Si sa che ci sono necessità di una impostazione rigorosa come richiesto dalla nuova normativa europea, ma come e dove questo inciderà è tutto da vedere. Secondo alcuni interpreti il governo avrebbe a disposizione qualche risorsa in più del previsto che potrebbe consentirgli un po’ di spesa sociale, ma andrà verificato e comunque le opposizioni non mancheranno di denunciare che si doveva fare molto di più.

Questa battaglia di immagini, di cui vediamo già ampie anticipazioni sulla stampa radicalizzata fedele alle due parti (aggiungiamoci anche un po’ di talk show televisivi), sarà incrementata dalla presenza a metà novembre di tre importanti elezioni regionali: in Emilia Romagna, in Umbria e in Liguria. Sarà l’ennesimo test per valutare non solo lo scontro fra maggioranza di governo e opposizione, ma soprattutto per misurare la tenuta o meno dei vari partiti. Infatti sul primo terreno a stare alle previsioni attuali dovrebbe prevalere il centrosinistra: lo si dà per scontato in Emilia Romagna, pare molto probabile in Umbria dove la prova della attuale governatrice leghista è stata piuttosto deludente, è un’incognita in Liguria. Eppure sarà quest’ultimo caso a dare il tono a tutta la musica. Poiché si vota sull’onda della defenestrazione giudiziaria del presidente Toti, un episodio che non appare molto limpido, se il centrosinistra, che ha cavalcato l’onda proprocure, vincerà sarà un colpo per la maggioranza di governo, ma se invece riuscisse ad essere riconfermato un governo di centrodestra, ciò darebbe molta linfa alla pianta governativa.

Se inquadriamo tutto questo nel contesto di quel che sta succedendo nel mondo, è difficile sfuggire alla sensazione di una politica nostrana che è davvero, in senso tecnico, fuori dal mondo.

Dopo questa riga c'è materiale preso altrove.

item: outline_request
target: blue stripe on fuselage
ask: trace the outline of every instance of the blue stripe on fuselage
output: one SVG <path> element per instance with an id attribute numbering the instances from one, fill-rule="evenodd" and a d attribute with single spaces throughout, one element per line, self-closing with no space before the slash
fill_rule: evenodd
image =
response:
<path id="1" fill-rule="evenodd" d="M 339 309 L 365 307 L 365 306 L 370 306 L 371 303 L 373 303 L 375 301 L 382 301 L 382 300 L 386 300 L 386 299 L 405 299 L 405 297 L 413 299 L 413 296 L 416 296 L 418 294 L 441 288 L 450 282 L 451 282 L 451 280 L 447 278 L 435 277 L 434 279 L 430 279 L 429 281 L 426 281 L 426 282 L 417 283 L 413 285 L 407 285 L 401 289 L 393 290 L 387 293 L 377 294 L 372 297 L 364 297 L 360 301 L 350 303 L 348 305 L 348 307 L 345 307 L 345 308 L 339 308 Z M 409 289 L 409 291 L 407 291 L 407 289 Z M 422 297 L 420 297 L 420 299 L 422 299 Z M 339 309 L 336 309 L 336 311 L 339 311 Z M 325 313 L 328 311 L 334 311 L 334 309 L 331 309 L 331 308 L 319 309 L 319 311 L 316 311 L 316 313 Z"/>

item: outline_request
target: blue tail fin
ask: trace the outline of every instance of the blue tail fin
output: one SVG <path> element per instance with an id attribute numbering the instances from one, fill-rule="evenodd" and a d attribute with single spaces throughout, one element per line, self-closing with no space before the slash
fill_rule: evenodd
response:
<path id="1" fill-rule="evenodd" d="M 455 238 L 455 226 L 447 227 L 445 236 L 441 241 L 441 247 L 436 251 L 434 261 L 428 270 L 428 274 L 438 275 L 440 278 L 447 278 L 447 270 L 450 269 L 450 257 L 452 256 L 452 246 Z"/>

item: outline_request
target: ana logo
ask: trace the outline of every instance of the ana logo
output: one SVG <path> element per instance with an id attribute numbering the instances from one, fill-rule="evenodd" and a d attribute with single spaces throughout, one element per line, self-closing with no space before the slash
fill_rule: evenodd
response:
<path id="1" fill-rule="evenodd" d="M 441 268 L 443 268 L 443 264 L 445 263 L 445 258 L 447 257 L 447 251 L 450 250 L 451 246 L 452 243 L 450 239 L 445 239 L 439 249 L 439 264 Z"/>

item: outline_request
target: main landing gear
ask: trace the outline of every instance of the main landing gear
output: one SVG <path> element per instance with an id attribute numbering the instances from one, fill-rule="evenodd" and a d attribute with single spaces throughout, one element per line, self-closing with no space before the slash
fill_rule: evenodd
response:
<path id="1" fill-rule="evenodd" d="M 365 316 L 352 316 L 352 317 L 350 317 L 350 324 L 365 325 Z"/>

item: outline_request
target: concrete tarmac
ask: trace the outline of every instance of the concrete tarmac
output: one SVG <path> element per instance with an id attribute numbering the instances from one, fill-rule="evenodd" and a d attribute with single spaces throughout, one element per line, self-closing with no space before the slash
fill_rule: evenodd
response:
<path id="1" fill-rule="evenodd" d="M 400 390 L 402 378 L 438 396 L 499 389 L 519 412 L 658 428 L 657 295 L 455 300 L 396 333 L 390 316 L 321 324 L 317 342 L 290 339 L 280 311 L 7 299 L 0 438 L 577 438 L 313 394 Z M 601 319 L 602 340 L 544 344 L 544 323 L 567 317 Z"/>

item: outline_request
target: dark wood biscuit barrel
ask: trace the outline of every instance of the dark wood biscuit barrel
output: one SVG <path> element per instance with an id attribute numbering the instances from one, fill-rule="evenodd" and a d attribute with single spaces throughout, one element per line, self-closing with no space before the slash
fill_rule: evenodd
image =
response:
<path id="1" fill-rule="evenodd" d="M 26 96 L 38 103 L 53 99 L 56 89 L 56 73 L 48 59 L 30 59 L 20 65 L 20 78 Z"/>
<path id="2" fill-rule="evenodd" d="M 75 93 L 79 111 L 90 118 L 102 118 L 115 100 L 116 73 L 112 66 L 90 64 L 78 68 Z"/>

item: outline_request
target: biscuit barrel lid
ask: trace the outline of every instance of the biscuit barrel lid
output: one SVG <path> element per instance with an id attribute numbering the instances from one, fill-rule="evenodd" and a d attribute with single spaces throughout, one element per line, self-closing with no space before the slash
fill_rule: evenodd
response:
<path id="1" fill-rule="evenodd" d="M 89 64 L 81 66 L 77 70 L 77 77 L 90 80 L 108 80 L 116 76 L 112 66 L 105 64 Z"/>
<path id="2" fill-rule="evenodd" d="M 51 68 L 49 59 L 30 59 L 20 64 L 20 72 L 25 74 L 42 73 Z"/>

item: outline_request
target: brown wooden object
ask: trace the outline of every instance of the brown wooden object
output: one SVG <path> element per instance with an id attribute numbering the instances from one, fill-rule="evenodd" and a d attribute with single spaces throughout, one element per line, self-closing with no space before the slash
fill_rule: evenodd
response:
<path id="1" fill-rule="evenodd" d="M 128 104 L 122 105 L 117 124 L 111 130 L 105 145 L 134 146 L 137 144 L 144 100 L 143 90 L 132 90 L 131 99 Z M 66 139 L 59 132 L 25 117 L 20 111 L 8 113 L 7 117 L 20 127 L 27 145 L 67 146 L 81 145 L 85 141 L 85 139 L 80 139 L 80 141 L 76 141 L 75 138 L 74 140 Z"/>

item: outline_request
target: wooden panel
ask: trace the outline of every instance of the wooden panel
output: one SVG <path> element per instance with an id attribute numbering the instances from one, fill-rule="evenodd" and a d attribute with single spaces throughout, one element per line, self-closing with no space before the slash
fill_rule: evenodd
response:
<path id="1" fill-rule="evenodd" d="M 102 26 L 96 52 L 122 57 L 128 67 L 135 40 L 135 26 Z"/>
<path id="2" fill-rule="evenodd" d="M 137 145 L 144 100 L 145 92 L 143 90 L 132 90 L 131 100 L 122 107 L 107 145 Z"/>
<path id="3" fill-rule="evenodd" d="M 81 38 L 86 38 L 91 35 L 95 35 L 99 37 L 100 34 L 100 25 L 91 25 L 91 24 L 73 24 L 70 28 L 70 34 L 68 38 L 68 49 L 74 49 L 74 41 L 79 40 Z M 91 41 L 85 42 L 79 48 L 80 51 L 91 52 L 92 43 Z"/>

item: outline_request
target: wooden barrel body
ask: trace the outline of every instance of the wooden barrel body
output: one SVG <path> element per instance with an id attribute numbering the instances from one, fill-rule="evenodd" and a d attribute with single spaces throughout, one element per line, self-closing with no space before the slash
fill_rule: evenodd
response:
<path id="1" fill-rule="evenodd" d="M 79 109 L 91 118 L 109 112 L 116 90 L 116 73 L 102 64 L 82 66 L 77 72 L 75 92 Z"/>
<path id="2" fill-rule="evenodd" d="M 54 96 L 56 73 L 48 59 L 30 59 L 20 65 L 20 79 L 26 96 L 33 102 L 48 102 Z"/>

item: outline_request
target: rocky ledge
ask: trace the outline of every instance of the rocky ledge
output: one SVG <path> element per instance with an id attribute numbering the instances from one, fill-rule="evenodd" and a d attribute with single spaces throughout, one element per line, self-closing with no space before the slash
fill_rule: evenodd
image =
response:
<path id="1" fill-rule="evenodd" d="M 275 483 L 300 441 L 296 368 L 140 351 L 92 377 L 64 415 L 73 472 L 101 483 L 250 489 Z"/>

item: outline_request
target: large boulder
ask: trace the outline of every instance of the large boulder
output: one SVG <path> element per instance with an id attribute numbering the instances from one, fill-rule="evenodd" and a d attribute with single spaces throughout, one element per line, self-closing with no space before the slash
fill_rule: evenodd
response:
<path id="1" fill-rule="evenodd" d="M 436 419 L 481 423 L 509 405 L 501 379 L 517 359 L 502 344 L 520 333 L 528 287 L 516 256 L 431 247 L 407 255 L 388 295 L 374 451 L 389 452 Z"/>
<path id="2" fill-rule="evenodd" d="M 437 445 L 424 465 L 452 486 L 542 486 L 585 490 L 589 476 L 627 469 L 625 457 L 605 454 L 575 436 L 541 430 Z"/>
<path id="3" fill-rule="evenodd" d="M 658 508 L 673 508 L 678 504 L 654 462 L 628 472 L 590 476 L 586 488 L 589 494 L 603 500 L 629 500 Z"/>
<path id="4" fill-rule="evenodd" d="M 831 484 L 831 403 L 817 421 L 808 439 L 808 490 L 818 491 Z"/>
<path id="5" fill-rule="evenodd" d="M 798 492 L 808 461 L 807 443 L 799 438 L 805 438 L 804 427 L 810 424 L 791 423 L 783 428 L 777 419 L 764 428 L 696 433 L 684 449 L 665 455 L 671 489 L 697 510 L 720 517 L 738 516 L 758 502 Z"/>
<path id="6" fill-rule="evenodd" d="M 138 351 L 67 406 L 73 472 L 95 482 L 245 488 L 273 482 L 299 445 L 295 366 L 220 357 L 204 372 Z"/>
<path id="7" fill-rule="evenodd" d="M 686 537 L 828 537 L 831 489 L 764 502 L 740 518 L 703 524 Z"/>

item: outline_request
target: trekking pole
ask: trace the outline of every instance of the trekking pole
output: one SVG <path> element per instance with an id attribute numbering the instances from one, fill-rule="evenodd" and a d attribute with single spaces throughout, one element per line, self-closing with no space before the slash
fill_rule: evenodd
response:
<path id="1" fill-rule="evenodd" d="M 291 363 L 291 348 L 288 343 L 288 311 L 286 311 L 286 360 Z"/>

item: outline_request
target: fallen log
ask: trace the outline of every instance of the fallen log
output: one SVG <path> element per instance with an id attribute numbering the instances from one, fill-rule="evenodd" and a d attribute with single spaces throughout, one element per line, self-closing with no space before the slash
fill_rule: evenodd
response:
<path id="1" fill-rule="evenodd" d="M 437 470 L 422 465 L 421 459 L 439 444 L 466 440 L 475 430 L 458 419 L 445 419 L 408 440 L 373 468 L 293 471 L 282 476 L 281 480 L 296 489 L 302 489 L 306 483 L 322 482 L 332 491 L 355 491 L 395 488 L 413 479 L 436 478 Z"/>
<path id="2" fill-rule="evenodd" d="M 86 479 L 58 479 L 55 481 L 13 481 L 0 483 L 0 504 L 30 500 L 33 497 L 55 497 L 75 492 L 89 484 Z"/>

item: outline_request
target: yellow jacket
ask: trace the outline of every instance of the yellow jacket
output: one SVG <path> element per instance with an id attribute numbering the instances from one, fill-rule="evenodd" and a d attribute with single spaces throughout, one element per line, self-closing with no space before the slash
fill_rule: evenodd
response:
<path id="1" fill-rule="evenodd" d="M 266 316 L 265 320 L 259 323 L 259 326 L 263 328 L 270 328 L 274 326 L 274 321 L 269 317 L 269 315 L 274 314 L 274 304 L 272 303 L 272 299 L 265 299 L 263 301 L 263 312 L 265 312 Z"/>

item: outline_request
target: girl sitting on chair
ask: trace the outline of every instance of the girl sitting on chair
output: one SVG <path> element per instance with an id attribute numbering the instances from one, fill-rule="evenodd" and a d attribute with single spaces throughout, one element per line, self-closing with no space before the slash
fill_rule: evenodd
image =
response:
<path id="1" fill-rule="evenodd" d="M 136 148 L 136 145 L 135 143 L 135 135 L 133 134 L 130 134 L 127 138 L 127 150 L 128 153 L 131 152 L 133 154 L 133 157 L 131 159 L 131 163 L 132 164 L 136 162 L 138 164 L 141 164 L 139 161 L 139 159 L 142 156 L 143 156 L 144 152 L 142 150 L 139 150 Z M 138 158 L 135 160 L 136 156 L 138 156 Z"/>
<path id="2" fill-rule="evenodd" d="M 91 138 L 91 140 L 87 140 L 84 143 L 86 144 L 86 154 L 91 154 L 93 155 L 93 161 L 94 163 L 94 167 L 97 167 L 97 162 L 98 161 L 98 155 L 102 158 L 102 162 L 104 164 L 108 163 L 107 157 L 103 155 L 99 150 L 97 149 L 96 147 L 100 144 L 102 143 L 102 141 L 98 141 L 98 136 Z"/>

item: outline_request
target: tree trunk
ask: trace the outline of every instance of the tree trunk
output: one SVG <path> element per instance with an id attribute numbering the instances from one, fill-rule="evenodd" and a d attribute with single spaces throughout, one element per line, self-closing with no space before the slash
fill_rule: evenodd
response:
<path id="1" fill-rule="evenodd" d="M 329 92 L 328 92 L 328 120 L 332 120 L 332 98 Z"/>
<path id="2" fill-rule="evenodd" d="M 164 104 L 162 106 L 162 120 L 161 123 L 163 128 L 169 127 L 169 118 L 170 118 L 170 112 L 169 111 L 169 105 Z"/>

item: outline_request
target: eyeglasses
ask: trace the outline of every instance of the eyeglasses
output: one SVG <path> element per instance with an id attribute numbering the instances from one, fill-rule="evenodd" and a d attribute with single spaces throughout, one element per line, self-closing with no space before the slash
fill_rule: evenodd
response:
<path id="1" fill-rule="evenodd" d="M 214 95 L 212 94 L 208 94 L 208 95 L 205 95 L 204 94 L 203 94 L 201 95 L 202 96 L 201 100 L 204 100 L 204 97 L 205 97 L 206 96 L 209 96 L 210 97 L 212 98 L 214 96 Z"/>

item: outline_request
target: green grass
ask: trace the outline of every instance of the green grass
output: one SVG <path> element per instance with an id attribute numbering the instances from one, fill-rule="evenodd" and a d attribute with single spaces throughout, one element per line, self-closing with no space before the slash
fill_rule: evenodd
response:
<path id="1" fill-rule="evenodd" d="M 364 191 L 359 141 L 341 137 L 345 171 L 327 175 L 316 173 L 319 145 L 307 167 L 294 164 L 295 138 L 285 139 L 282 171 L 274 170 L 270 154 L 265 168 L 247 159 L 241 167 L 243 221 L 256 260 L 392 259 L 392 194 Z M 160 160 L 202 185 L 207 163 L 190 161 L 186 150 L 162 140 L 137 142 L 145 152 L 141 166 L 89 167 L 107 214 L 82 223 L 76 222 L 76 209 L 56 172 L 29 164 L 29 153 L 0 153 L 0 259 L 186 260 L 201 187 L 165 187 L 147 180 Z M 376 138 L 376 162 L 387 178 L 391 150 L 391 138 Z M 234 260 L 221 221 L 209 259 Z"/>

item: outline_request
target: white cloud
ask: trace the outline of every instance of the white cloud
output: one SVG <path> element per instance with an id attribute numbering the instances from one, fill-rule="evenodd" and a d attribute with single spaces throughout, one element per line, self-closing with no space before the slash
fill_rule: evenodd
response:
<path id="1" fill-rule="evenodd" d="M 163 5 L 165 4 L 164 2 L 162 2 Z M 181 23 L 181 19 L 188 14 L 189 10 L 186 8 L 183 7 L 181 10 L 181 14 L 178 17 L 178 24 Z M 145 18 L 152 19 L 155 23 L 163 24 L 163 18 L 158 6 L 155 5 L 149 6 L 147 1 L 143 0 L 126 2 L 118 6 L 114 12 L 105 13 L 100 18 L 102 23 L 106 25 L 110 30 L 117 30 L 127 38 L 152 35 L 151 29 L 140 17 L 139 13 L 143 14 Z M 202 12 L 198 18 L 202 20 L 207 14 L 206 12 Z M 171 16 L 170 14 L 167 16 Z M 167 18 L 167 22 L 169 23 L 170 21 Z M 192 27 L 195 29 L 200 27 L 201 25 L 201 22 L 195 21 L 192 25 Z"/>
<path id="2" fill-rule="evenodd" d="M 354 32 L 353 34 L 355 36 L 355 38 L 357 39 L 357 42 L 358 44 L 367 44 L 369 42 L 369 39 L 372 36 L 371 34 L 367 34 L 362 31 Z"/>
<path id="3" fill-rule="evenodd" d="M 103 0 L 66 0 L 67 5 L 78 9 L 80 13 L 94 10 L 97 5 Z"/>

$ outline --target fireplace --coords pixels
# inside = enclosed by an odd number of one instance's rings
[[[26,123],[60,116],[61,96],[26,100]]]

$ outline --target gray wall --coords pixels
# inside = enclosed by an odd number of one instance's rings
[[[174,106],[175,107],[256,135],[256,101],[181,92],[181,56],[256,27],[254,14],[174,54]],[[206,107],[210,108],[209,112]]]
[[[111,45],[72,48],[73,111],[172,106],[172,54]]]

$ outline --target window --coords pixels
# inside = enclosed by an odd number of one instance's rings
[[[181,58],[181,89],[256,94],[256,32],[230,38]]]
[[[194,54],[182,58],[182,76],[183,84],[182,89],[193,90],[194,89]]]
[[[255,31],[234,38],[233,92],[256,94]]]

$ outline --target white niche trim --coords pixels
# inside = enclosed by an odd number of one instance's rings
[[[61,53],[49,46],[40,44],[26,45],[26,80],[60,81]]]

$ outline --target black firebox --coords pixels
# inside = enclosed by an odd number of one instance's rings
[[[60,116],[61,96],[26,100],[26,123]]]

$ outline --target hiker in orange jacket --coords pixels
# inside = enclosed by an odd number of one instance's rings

La situazione in Medio Oriente difficilmente giungerà ad una pacificazione ragionevole: il meglio che possiamo aspettarci, e non sarebbe poco, è che si riesca a stabilire un periodo di tregua. La guerra di Putin contro l’Ucraina non sembra avviarsi ad una qualche soluzione ragionevole, e ciò significa per il nostro Paese farsi carico di una posizione impegnativa in ambito Nato e UE. L’incognita delle presidenziali USA è nota a tutti. Non sappiamo a quale risultato approderanno, ma c’è da aspettarsi che chiunque vinca dovrà misurarsi con un paese spaccato, in cui i perdenti non legittimeranno i vincitori, i quali a loro volta vorranno rispondere sullo stesso terreno.

È un quadro preoccupante, perché, tanto per dire la cosa più banale, questa situazione si riverbererà sul quadro economico, cioè su un terreno in cui l’Italia ha non pochi problemi da risolvere. Farlo in un clima ancora più infuocato dell’attuale quanto a scontro fra opposti radicalismi non è quello che vorremmo augurarci.